In a 10-year tenure in which his government was accused of turning a blind eye to a range of scandals, Prime Minister Manmohan Singh stood tall as a personally incorruptible figure. The worst accusation his critics could hurl against him was that he failed to act against the black sheep in his government. However, with one summons, a CBI court has cast doubts on the ex-PM's squeaky clean personal image.
A CBI court today summoned Singh along with his then coal secretary PC Parakh and industrialist Kumar Mangalam Birla in connection with a coal block allocation to Hindalco in 2005. The former Prime Minister has been ordered to appear before the court, an order that comes after the Central Bureau of Investigation questioned him in the case earlier.
The Prime Minister has responded by saying that he is "upset" about the summons and is open to all legal scrutiny.
"This is part of life," he told reporters in Parliament.
The Congress is expectedly defiant about the court order with spokesperson Manish Tewari confident that it wouldn't stand up to the scrutiny of higher courts.
"After examining the order of a trial court, the legal team of ex-PM Manmohan Singh will surely take appropriate action," Tewari said.

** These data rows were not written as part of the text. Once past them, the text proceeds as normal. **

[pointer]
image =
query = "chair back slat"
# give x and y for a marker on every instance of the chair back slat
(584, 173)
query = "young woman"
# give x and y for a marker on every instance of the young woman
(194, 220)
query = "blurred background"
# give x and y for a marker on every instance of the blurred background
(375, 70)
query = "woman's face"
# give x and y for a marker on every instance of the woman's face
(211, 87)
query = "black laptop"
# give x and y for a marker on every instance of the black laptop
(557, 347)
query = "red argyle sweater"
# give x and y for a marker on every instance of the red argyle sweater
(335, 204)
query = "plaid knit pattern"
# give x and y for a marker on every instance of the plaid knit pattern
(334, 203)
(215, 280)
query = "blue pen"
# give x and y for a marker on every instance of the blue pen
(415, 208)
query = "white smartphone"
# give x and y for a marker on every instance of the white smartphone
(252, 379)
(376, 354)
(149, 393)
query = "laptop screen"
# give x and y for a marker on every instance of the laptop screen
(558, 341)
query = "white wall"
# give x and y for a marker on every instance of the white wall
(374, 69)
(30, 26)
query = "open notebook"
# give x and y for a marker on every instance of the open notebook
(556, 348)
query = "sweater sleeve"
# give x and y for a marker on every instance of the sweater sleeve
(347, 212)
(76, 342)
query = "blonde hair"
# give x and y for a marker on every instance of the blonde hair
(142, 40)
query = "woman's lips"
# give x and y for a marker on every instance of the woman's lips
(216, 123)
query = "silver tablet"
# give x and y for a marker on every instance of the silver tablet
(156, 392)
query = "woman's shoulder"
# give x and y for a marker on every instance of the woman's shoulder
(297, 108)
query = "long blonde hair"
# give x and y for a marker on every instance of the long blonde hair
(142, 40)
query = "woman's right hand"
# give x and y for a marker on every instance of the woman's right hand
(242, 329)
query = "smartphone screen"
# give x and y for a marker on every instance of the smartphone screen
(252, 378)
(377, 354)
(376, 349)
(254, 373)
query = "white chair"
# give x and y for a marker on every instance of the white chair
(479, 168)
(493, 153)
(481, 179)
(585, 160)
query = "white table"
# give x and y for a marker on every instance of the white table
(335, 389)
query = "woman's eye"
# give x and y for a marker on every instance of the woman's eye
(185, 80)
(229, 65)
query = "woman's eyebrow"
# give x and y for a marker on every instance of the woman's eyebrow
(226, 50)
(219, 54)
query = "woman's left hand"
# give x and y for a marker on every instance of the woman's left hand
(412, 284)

He also chose to say what every Congress leader has said at some point over the last 10 years. "The former Prime Minister conducted himself with utmost probity and utmost transparency," he said, adding that the judicial process would vindicate their stand.
The BJP expectedly said the court's verdict was a sign of how the Congress had ill-treated its former Prime Minister.
"This is a scam of the Congress...The Congress will have to answer to the people how it has managed to bring an economist Prime Minister before the CBI," Union Minister Prakash Javadekar said.
A court summons is no evidence of guilt. The CBI also had earlier filed a closure report in the case saying there was no evidence against any of the other accused, but had been ordered to probe the matter further by the court. Given that there was no evidence found earlier, it would be quite a surprise if the investigating agency will suddenly come up with something incriminating against Singh or anyone else accused in the case.
However, what it does allow every opponent of the Congress to do is indulge in some covert mud-slinging against the dynasty - for Manmohan Singh was seen to have allowed them to run a behind-the-scenes government through him.
Parakh, in his book Crusader or Conspirator-Coalgate and Other Truths, had said that he had proposed to Manmohan Singh that the allocation of coal blocks should be done through auction but no one was in favour of competitive bidding. The auction was opposed on the ground that the cost of coal would go up if auctioned and, despite Singh approving it, it was shot down by alliance partners and even those in his own party.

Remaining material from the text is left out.